It is widely known that ChatGPT creates false information, even going so far as to cite fictional sources to backup its claims. However, ChatGPT is only a tool, and as a tool it provides the ability to fact-check itself in most cases.
The Problem
Given the prompt “Tell me about the time when Andrew Johnson was arrested for smuggling drugs into Hong Kong,” ChatGPT will do one of two things: a) refuse to answer the loaded prompt, or b) create a fictitious story that illustrates a plausible sounding scenario where I did something bad.
The Solution
To fact-check the previous prompt it is easy enough to use masking to check whether or not there is any true basis for this story. Masking is a prompt strategy where you obscure a piece of information and ask ChatGPT to fill in the blank.
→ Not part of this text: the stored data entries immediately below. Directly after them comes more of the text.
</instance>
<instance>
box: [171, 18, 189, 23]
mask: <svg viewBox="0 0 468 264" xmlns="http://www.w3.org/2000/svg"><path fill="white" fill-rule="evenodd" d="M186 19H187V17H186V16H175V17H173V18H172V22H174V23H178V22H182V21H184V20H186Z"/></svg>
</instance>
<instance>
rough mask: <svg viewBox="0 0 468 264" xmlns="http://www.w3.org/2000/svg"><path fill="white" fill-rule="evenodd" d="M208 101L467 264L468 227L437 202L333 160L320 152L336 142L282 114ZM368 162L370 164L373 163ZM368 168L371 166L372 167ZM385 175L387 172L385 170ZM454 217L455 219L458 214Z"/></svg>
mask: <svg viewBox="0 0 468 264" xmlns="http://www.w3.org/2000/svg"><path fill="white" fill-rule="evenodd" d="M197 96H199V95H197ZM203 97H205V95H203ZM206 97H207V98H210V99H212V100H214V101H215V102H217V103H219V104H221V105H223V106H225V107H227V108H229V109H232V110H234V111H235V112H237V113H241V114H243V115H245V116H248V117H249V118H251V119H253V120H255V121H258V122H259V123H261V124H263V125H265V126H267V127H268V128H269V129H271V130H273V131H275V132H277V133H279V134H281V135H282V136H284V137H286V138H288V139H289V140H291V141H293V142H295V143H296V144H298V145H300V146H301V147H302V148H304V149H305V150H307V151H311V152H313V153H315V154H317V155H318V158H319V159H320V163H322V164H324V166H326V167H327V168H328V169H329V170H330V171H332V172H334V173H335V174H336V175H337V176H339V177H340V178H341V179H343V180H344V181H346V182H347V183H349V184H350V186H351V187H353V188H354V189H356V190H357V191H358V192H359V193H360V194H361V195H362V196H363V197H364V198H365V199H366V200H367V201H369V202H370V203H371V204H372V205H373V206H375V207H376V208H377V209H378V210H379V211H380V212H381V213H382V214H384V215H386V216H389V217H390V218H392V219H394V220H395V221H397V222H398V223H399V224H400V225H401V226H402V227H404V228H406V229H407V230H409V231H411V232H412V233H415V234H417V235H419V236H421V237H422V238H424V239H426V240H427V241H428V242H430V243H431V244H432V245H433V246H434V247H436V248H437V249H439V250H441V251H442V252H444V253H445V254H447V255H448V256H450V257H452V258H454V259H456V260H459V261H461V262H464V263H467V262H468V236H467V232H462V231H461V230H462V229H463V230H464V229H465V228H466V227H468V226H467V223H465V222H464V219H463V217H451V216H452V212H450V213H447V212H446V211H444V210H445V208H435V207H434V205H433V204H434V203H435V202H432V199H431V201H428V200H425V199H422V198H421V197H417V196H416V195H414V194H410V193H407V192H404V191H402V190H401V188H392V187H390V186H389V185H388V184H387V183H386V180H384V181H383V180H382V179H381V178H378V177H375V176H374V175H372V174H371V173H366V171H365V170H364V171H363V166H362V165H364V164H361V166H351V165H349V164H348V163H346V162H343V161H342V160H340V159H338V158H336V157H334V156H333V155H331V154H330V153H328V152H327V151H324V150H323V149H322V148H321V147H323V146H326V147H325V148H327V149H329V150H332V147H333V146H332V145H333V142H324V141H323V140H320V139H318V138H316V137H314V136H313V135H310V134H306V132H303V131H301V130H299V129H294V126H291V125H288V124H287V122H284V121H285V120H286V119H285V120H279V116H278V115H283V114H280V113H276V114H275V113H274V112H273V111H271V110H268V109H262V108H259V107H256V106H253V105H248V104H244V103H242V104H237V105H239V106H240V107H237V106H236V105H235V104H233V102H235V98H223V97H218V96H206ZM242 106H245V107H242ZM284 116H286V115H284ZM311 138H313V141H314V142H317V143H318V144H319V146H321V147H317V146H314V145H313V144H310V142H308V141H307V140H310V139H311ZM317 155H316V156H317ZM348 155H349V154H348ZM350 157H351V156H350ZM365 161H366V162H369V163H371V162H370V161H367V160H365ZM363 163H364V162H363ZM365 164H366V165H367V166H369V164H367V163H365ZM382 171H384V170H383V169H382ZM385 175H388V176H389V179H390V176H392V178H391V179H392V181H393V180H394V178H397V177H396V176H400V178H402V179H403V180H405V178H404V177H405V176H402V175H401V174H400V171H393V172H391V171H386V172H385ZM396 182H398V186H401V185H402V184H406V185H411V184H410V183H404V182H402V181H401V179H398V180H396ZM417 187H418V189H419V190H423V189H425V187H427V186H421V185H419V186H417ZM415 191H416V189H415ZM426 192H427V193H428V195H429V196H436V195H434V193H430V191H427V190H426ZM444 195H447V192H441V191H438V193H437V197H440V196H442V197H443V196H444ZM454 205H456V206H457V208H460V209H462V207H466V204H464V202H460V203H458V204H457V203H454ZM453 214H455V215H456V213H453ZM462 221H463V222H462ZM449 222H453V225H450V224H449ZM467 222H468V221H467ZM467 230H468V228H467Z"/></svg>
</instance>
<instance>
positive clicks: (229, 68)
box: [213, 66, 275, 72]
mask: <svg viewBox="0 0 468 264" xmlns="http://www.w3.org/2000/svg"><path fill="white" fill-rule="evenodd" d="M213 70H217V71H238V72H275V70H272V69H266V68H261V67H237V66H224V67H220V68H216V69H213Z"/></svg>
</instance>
The above prompt could be rewritten “Tell me about the time when Andrew Johnson was arrested for [fill in the blank] in Hong Kong.” For the event to seem factual, the response would need to return a valid answer and correctly match the previous response.
Why this works
ChatGPT fundamentally just predicts what word is most likely to follow the previous words. If it is unsure of what to choose at any point it just randomly chooses one of the options. Masking is an effective way to use ChatGPT to fact-check itself because two random prompts are somewhat unlikely to remain consistent in their answers unless there is some underlying correlation. However, be warned that this technique is still problematic if there are noisy correlations. For example, imagine that there is another person also named Andrew Johnson who was arrested in Hong Kong. That story might overlap and create a false narrative.